The increase in foreign capitalization benefits countries such as St. Kitts.  This helps increase the strength of its economy and develop infrastructure. Economic citizenship encourages foreign investors to finance projects throughout the country. Most programs require a minimum investment in an approved real estate development or other project. It also requires an application fee for the applicant and any other family members.

Economic Citizenship give the investing individual the privilege to work and live in the country freely with no restrictions, their business also benefit from escaping taxes in their home country. Holding a passport for St. Kitts for example, makes international travel easier, because the individual will not have to apply for a visa for 125 countries around the world.

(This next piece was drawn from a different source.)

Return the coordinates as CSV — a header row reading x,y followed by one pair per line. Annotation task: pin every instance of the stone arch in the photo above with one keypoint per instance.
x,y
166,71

This citizenship represents both the economic contributions required to become a citizen as well as the role in which a person’s economic standing can influence his or her rights as a citizen. The relationship between citizenship and economic participation can be considered contributing factor to increasing inequalities and unequal representation of different socioeconomic classes within the country you are applying in.

The republican model of citizenship emphasizes one’s active participation in civil society as a means of defining his or her citizenship. In relation to economic citizenship the civil participation can be described as economic participation so critical to the capitalist system. Defining one’s ability to be a full citizenship by his or her economic participation will establish a variegated system of citizenship in which those who can contribute most to the economy will be better represented and have a broader range of rights than those who cannot contribute as much. Variegated citizenship represents the concept that those within a different regime or status receive different levels of rights and privileges.

There are arguments that contribute to the notion of economic citizenship because they highlight both how economic standing and participation can be linked to one’s identity and privileges as a citizen.